Usage:
# macOS / Linux (latest release)
curl -fsSL https://kaja.io/setup.sh | bash
# Pin version or repo (put env after the pipe)
curl -fsSL https://kaja.io/setup.sh | REPO=subztep/kaja VERSION=v0.0.1 bash

# Windows (PowerShell)
irm https://kaja.io/setup.ps1 | iex
# e.g. fork:  $env:REPO = 'me/kaja'; irm https://kaja.io/setup.ps1 | iex

Model info

parameter_size: 1.7B

Parameters = the “knobs” the model learned during training. More knobs = more knowledge/capability, but also more RAM and slower.

Size RAM Needed (rough) Vibe
1B–3B 1–3 GB Tiny, fast, dumb-ish. Fine for autocomplete, simple tasks.
7B–8B 5–8 GB The “sweet spot” for laptops.
13B–30B 10–25 GB Smarter, needs a good GPU or lots of RAM.
70B+ 40+ GB Serious hardware territory.
400B+ Data center GPT-4 / Claude class.

So 1.7B = small and fast, runs on pretty much anything, but won’t be winning any IQ contests.

quantization_level: Q8_0

This is a compression trick. Originally each parameter is a 32-bit or 16-bit float (fancy decimal number). Quantization rounds them to smaller integers to save space.
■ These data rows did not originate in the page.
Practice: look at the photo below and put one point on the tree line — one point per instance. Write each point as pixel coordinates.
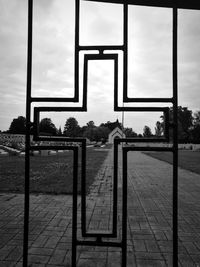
(188, 127)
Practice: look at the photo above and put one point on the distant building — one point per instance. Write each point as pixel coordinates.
(116, 133)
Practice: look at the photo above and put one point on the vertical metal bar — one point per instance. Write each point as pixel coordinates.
(125, 52)
(115, 186)
(124, 207)
(27, 149)
(74, 206)
(83, 191)
(175, 139)
(85, 78)
(76, 56)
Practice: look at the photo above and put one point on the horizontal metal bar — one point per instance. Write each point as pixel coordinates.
(101, 56)
(54, 99)
(141, 140)
(59, 109)
(182, 4)
(101, 47)
(153, 148)
(59, 139)
(99, 244)
(142, 109)
(35, 148)
(148, 100)
(99, 234)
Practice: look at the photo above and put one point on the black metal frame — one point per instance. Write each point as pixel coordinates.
(101, 55)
Think JPEG for model weights — lose a little quality, save a lot of size.

Common levels (smaller number = more compressed = worse quality but faster/smaller):

Quant Bits/weight Quality File size (for 1.7B)
F16 16 Original-ish ~3.4 GB
Q8_0 8 Nearly identical to F16 ~1.8 GB
Q6_K ~6 Very good ~1.4 GB
Q5_K_M ~5 Good ~1.2 GB
Q4_K_M ~4 Decent, most popular ~1.0 GB
Q2_K ~2 Noticeably dumber ~0.7 GB

Q8_0 is basically “lossless-ish” — about half the size of the original with almost no quality drop. Good default for small models where you’ve got the RAM to spare.


Useful CLI Commands

Check for dependency updates:

bun outdated -r

Update depdendencies for all packages:

bunx npm-check-updates -w -u

Print full output with errors into a file:

bun dev > output.txt 2>&1

Generate Better-Auth secret:

openssl rand -base64 32

Find unused dependencies:

bunx knip

Docker

Start database only:

docker compose up -d db

Connect with any PostgreSQL client to port 5433.